To get the citation for any package you are using:
To cite package 'tidyverse' in publications use:
  Wickham H, Averick M, Bryan J, Chang W, McGowan LD, François R,
  Grolemund G, Hayes A, Henry L, Hester J, Kuhn M, Pedersen TL, Miller
  E, Bache SM, Müller K, Ooms J, Robinson D, Seidel DP, Spinu V,
  Takahashi K, Vaughan D, Wilke C, Woo K, Yutani H (2019). "Welcome to
  the tidyverse." _Journal of Open Source Software_, *4*(43), 1686.
  doi:10.21105/joss.01686 <https://doi.org/10.21105/joss.01686>.
A BibTeX entry for LaTeX users is
  @Article{,
    title = {Welcome to the {tidyverse}},
    author = {Hadley Wickham and Mara Averick and Jennifer Bryan and Winston Chang and Lucy D'Agostino McGowan and Romain François and Garrett Grolemund and Alex Hayes and Lionel Henry and Jim Hester and Max Kuhn and Thomas Lin Pedersen and Evan Miller and Stephan Milton Bache and Kirill Müller and Jeroen Ooms and David Robinson and Dana Paige Seidel and Vitalie Spinu and Kohske Takahashi and Davis Vaughan and Claus Wilke and Kara Woo and Hiroaki Yutani},
    year = {2019},
    journal = {Journal of Open Source Software},
    volume = {4},
    number = {43},
    pages = {1686},
    doi = {10.21105/joss.01686},
  }
 
 
To cite package 'infer' in publications use:
  Couch et al., (2021). infer: An R package for tidyverse-friendly
  statistical inference. Journal of Open Source Software, 6(65), 3661,
  https://doi.org/10.21105/joss.03661
A BibTeX entry for LaTeX users is
  @Article{,
    title = {{infer}: An {R} package for tidyverse-friendly statistical inference},
    author = {Simon P. Couch and Andrew P. Bray and Chester Ismay and Evgeni Chasnovski and Benjamin S. Baumer and Mine Çetinkaya-Rundel},
    journal = {Journal of Open Source Software},
    year = {2021},
    volume = {6},
    number = {65},
    pages = {3661},
    doi = {10.21105/joss.03661},
  }
 
 
 
 
 
Write a results section
A results section is where you report your findings to all the hypotheses laid out in the introduction and methods. You have already described your statistical analysis in the methods section, so there is no need to go into great detail here. Importantly, in a paper with separate results and discussion sections, you should not discuss your findings in the results section, only report them. Any time you report a result, you should back it up with a statistic, and a relevant figure. A helpful two part structure you can follow for each result is the following:
- Report the overall result in plain language. If the reader reads only this sentence, they should get the whole picture in broad terms.

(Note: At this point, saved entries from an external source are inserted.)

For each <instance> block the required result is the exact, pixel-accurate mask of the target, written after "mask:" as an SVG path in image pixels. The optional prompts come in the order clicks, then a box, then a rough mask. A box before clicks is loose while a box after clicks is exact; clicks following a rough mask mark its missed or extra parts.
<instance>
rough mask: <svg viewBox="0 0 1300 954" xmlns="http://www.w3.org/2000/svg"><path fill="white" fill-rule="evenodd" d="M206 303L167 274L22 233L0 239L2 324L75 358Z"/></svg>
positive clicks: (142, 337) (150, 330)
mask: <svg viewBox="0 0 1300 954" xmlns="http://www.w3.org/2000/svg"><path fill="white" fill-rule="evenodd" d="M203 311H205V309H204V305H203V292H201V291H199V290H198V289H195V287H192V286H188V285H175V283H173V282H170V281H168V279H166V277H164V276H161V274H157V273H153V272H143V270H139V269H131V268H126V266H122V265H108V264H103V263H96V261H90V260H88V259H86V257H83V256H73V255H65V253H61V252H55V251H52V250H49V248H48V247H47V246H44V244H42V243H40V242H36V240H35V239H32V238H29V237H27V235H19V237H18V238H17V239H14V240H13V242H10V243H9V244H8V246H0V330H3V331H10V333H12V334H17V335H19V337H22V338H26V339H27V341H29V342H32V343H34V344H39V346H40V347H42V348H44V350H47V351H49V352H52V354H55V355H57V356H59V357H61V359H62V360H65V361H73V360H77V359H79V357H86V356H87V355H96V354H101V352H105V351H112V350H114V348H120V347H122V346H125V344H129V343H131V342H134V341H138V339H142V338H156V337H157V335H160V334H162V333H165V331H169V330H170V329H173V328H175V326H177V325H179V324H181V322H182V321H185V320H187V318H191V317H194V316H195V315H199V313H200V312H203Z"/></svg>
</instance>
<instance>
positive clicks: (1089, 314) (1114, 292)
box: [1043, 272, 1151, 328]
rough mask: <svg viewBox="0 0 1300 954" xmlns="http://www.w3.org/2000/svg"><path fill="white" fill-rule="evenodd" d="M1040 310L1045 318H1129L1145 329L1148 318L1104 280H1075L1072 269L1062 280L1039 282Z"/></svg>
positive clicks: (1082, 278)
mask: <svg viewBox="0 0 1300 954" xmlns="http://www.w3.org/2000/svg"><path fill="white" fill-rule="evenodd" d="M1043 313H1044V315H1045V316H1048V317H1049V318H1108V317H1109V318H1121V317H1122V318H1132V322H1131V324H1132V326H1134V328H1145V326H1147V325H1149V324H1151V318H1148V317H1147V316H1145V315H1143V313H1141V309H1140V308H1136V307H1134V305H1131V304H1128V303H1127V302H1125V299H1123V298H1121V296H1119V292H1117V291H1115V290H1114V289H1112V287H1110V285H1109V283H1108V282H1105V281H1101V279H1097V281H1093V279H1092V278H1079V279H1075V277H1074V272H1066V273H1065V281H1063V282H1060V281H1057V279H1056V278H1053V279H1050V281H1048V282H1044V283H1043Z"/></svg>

Perceived population density during development had X effect on reproductive investment.
- Report the result in more specific terms. Make reference to the source of your results, such as statistical tests, tables and figures. You may have several sentences like this for each overall result.
Accessory gland mass [did/did not] differ significantly between males reared in high or low densities (difference in means test, diff = X, $p = Y, figure Z).
Give the paper a title
Often the title of a paper will summarise the results in a single line. Can you think of a good title that summarises what you found?
End of the exercise
Once you are finished with the exercise (or at the end of the exercise session if you have not finished), submit your work to the Canvas assignment. You will not be graded, and instead I will provide broad feedback to the class.